The "BrowserString" parameter (*iexplore) is very important and unfortunately poorly documented. If you only have to test with Firefox and Internet Explorer you can simply use *firefox and *iexplore respectively and forget about this. However, if you need to test with additional browsers, read on.

This parameter not only specifies the browser Selenium will work with, but also the method Selenium uses to control the browser and the mode of communication between the Selenium server and the Selenium core running inside the browser. And yes, there are multiple modes for some browsers, not all modes are implemented for every browser and some Selenium commands will not work with certain modes. To add to the confusion the default modes sometimes change between different Selenium versions; currently (Selenium 1.0) *firefox is an alias to *chrome and *iexplore to *iehta. Both *chrome and *iehta browser profiles implement a "native" approach in which Selenium uses whatever method is best for each browser to "inject" the Selenium Core Javascript code and to control the browser, as opposed to a "proxy injection mode" which is generic and, at least in theory, should work with all browsers.

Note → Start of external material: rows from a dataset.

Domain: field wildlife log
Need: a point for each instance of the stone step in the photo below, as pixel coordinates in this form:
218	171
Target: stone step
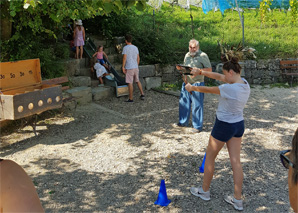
102	92
83	95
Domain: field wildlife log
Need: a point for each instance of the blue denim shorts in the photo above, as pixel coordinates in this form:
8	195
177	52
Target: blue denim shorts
224	131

When Proxy Injection (PI) mode is enabled, the Selenium RC which has a built in HTTP proxy server configures the custom profile of the browser under test to work with this local proxy. To every http request returned by this proxy server it "injects" the Selenium Core Javascript code into the <head> html element. If you take a look at you web site content (using the "view page source" option of your browser) you will see, in addition to your code, the following code along with other scripts, which comprise the Selenium Core.

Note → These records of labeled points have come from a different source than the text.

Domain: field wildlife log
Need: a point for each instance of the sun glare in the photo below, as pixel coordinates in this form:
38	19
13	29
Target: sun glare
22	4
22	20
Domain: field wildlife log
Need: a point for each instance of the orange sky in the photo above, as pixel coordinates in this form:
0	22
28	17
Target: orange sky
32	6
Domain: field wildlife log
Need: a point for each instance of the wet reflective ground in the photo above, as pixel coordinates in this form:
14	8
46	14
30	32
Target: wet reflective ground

<script type="text/javascript" src="/selenium-server/core/scripts/selenium-browserbot.js"></script>

By design the Proxy Injection mode works with all browsers, even these that are were not tested with Selenium, as long as the browser supports Javascript and HTTP proxy. Not only that, but it also allows to circumvent the "same origin policy", i.e. test different sites on different domains during the same Selenium session for browsers for which the "native" mode is not complete; Opera, for instance.

Same Origin Policy

Same origin policy is the security concept of most modern browsers which defines a clear separation of scripts and content originating from different sites. In a nutshell, it prevents Javascript code downloaded from one domain to interact with the script from a different domain. In particular, it prevents Javascript from navigating your browser to a different domain.

—A.S.

At this point you may think that this the mode you should use for you tests, but unfortunately during the Selenium development people discovered that some important functionality is very hard to implement in this mode and gradually most developers switch to the so called "native" mode, even though it requires a separate implementation for every browser. As a result, the PI mode is poorly maintained and quite buggy. For instance, during my experiments I was surprised to discover that the PI mode does not handles correctly encoding other than Unicode!

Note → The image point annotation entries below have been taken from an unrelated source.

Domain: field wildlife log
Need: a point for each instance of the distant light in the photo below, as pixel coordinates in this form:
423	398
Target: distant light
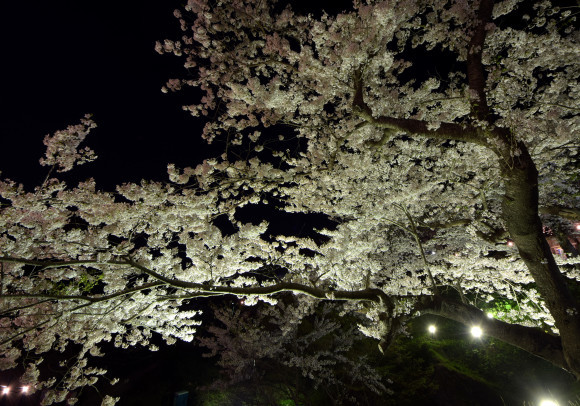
548	402
476	331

If you decide to try the PI mode anyway you may think that the way to enable it would be to use the Proxy Injection mode profiles *pifirefox and for Firefox and IE, respectively. In pratice it should be enabled in the server and the profile argument actually has no effect -- Selenium would switch from *firefox to *pifirefox and vice versa, depending on the server configuration. Did I already say that Selenium mode configuration is confusing? The fact that PI mode switch is a server run time argument intoduces another significant limitation -- the Selenium server working in the PI mode can only handle one concurrent session.

To summarize: As a rule of thumb remember that you should try to avoid using the Proxy Injection mode and use *firefox and *iexplore modes instead. However, if you have to test with less popular browser for which there is no good native mode implementation and the same origin policy is an issue. Be prepared that some of Selenium functions will simply not work.